3-4:30 p.m. Monday, April 11, 2016
Autonomy and sociality: what we might learn from cars
Self-driving cars are among the most visible instantiations of a broader trend, to make technologies of all kinds autonomous. The aim is to make the technological object self-acting, or able to operate without outside control, vehicles moving down the road without human control. In my research I explore the relationship between the autonomy of the object and the autonomy of the people for whom it is designed. Human-computer (and machine) interaction typically focuses on the direct relationship between user and the computer / machine. Collaborative and social computing widen this to include collectives of people interacting with a computer application or system. As an anthropologist I am interested in the impact of autonomous and semi-autonomous systems on the social and relational dimensions of society more broadly. As an applied researcher developing autonomous vehicles, I am actively aware that what I create will impact not just the human-machine interaction but human-human interactions as autonomous vehicles make their way further onto the roads. Investigations of the culture of the street and road use practices, which I’ll share in this talk, provide great fodder for thinking through autonomy and sociality.

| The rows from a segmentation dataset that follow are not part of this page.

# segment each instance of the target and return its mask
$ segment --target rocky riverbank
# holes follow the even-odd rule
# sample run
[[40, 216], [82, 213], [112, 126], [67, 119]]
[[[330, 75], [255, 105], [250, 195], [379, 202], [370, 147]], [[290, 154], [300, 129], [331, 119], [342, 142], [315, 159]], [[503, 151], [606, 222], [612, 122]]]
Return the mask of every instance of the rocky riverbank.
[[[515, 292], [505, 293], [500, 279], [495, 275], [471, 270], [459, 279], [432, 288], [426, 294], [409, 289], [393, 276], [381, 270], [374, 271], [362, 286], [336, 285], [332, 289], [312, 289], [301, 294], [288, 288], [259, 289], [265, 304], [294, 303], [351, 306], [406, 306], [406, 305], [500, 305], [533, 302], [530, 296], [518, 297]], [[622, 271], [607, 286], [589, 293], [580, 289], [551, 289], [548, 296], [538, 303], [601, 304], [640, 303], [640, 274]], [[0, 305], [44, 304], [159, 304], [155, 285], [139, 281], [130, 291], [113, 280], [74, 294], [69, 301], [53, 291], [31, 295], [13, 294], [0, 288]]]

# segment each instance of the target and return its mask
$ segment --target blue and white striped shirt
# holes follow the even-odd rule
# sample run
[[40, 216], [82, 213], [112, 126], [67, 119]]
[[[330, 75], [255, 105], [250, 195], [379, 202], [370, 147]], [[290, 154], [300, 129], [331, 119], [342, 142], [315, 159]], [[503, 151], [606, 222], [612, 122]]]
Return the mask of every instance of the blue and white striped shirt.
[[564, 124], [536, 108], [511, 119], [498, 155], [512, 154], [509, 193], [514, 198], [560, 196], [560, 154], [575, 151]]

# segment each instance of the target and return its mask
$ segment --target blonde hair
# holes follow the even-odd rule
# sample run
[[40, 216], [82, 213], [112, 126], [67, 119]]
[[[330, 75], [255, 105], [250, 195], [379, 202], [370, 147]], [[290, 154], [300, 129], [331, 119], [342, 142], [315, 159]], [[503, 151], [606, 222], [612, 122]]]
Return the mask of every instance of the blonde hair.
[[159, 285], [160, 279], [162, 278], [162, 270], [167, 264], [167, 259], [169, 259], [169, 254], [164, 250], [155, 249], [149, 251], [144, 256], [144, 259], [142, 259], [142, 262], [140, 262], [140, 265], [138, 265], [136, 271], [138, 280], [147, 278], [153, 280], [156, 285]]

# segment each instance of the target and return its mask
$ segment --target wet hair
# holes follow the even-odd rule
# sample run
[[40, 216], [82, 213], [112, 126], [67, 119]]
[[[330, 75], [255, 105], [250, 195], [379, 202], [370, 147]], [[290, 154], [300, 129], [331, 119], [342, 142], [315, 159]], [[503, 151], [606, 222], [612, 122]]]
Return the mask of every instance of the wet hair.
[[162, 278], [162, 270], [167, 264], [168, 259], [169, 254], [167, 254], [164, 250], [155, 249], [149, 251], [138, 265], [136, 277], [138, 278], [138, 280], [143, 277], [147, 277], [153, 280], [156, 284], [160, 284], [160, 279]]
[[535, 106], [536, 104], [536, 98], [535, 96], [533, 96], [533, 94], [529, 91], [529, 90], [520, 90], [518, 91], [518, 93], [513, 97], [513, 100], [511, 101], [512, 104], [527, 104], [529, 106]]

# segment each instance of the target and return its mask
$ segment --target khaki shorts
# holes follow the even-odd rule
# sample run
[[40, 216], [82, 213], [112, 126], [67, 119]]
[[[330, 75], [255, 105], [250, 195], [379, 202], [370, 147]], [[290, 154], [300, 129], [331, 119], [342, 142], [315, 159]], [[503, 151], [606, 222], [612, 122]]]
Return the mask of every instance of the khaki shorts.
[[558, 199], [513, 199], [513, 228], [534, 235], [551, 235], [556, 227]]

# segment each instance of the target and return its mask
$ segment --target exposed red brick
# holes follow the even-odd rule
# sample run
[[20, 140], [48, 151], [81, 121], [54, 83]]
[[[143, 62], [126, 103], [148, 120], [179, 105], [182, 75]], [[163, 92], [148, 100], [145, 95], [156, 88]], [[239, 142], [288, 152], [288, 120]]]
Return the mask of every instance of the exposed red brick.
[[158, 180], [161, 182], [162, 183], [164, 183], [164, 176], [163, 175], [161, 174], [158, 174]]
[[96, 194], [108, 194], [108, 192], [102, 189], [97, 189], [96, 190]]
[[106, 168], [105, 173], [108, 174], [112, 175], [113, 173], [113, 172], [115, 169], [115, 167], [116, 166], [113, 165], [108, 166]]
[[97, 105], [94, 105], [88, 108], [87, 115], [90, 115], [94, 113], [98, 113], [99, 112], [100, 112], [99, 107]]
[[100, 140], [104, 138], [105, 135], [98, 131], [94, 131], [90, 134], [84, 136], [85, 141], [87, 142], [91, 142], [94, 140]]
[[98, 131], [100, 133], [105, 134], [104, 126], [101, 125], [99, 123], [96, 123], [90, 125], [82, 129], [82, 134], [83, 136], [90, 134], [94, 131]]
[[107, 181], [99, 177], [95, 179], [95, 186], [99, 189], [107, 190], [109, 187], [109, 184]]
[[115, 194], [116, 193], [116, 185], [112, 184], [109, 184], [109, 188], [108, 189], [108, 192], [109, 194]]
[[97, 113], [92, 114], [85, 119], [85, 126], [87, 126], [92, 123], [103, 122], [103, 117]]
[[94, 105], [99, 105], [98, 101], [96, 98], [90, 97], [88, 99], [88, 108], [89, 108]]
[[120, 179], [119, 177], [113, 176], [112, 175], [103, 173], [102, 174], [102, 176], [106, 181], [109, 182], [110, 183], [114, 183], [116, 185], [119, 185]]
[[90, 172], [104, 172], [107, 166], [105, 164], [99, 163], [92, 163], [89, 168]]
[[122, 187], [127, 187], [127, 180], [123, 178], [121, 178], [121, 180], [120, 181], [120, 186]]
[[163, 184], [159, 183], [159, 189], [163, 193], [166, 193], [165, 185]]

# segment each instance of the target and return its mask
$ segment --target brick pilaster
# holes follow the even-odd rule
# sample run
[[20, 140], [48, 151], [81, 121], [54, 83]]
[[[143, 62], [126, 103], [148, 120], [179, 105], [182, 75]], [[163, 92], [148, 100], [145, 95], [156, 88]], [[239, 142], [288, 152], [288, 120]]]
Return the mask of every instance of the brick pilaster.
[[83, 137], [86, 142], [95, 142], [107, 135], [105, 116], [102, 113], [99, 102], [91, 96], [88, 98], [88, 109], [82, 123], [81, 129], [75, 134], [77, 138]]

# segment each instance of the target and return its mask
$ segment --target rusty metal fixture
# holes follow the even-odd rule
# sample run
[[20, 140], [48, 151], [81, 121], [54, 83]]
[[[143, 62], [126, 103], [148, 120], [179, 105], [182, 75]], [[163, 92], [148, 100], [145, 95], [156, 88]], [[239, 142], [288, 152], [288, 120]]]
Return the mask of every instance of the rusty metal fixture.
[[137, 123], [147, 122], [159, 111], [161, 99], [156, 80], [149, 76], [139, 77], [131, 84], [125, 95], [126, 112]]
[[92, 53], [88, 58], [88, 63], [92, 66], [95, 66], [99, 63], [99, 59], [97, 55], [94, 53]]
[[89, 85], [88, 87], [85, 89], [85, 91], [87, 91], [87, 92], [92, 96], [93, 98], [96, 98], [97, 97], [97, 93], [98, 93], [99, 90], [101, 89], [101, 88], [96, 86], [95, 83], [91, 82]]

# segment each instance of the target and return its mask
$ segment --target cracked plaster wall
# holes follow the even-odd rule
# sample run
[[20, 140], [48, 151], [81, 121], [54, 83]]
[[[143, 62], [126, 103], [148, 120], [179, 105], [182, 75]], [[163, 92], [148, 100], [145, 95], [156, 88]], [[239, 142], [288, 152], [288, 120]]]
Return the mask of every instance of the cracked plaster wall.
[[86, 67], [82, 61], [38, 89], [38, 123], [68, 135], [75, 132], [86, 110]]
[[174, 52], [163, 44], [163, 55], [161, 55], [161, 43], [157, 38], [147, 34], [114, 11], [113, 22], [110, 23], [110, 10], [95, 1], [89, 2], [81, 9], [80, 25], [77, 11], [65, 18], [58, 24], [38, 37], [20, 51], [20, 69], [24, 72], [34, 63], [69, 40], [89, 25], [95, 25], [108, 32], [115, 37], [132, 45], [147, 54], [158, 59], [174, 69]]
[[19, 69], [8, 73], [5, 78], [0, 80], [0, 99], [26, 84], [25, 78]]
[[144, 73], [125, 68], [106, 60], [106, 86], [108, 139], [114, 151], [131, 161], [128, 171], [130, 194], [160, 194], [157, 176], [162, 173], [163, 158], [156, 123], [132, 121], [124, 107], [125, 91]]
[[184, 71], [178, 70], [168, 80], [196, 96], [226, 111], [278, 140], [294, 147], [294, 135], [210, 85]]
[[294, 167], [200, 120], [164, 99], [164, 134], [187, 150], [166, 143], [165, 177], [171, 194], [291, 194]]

Melissa Cefkin (PhD Anthropology, Rice) leads a social and human centered research team at Nissan Research Center-Silicon Valley. Her group focuses on exploring the potential future of having autonomous vehicles as interactive agents in the world and their potential impact on the future of mobility. She joined Nissan in 2015 from IBM Research where her research focused on work and organization. She also has experience in design and consulting, and was previously a Director of Advance Research and User Experience at Sapient Corporation, and a senior research scientist at the Institute for Research on Learning. Melissa served on the Board of Directors and conference co-organizer for the Ethnographic Praxis in Industry Conference (EPIC). She is the editor of Ethnography and the Corporate Encounter (Berghahn Books 2009) and numerous other publications. A Fulbright award grantee, she enjoys frequent presentations at conferences, and has served a committee for the National Academies of Science and on a number of editorial boards.